DLS C4 W4 A2 - loss in training goes to -128130720.0

Hello guys,

During the training my loss goes to minus values. This is my training step function but it shouldnt be the cause:

@tf.function()
def train_step(generated_image):
with tf.GradientTape() as tape:
# In this function you must use the precomputed encoded images a_S and a_C
# Compute a_G as the vgg_model_outputs for the current generated image

    ### START CODE HERE
    
    #(1 line)
    a_G = vgg_model_outputs(generated_image)
    
    # Compute the style cost
    #(1 line)
    J_style = compute_style_cost(a_S, a_G)

    #(2 lines)
    # Compute the content cost
    J_content = compute_content_cost(a_C, a_G)
    # Compute the total cost
    J = total_cost(J_content, J_style)
    
    ### END CODE HERE
    
grad = tape.gradient(J, generated_image)

optimizer.apply_gradients([(grad, generated_image)])
generated_image.assign(clip_0_1(generated_image))
# For grading purposes
return J

Test results:

tf.Tensor(-128130720.0, shape=(), dtype=float32)
AssertionError: Unexpected cost for epoch 0: -128130720.0 != 10221.168

I think it should be connected with the style loss as I already had some problems with it before and when I change style loss value to some fixed number minus loss values disappear.
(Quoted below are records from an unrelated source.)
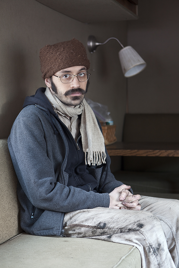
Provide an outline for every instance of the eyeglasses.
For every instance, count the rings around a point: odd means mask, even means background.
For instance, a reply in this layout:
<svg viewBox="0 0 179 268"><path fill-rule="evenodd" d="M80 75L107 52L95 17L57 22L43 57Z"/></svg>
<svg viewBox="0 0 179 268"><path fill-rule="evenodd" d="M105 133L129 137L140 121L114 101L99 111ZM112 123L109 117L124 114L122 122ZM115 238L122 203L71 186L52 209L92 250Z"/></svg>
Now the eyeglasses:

What is interesting is that during the style loss test I get the expected result, that is 14.017805.

This is my code for the style layer cost:

def compute_layer_style_cost(a_S, a_G):
“”"
Arguments:
a_S – tensor of dimension (1, n_H, n_W, n_C), hidden layer activations representing style of the image S
a_G – tensor of dimension (1, n_H, n_W, n_C), hidden layer activations representing style of the image G

Returns: 
J_style_layer -- tensor representing a scalar value, style cost defined above by equation (2)
"""

# Retrieve dimensions from a_G (≈1 line)
m, n_H, n_W, n_C = a_G.get_shape().as_list()

a_S = tf.reshape(tf.transpose(a_S, perm=[3,1,2,0]), shape=[n_C, n_H * n_W])
a_G = tf.reshape(tf.transpose(a_G, perm=[3,1,2,0]), shape=[n_C, n_H * n_W])

# Computing gram_matrices for both images S and G (≈2 lines)
GS = gram_matrix(a_S)
GG = gram_matrix(a_G)

# Computing the loss (≈1 line)


J_style_layer_1 = 1/(4 * tf.square(n_C) * tf.square(n_H * n_W)) 
J_style_layer_2 = tf.reduce_sum(tf.reduce_sum(tf.square(tf.subtract(GS, GG))))

J_style_layer_2 = tf.cast(J_style_layer_2, tf.float32)
J_style_layer_1 = tf.cast(J_style_layer_1, tf.float32)

J_style_layer = tf.math.multiply(J_style_layer_1, J_style_layer_2)


### END CODE HERE

return J_style_layer

Without the cast rows:

J_style_layer_2 = tf.cast(J_style_layer_2, tf.float32)
J_style_layer_1 = tf.cast(J_style_layer_1, tf.float32)

it gives me error on test saying:

InvalidArgumentError: cannot compute Mul as input #1(zero-based) was expected to be a double tensor but is a float tensor [Op:Mul]

It would be nice if someone could help me in this.

Best regards,
Roberts

Observations:

  • Cost cannot be negative.
  • You haven’t set the alpha and beta values. Maybe you’re relying on the default argument values.
  • In compute_layer_style_cost(), why are you passing constant values for the “perm” argument, and why are you using the perm argument at all?
  • I think the order of your transpose and reshape may be backwards.
  • If you’re computing the squares of constant values, maybe an np function would be better to use. The tf functions are for tensors.
  • There may be some other errors in your style cost calculations.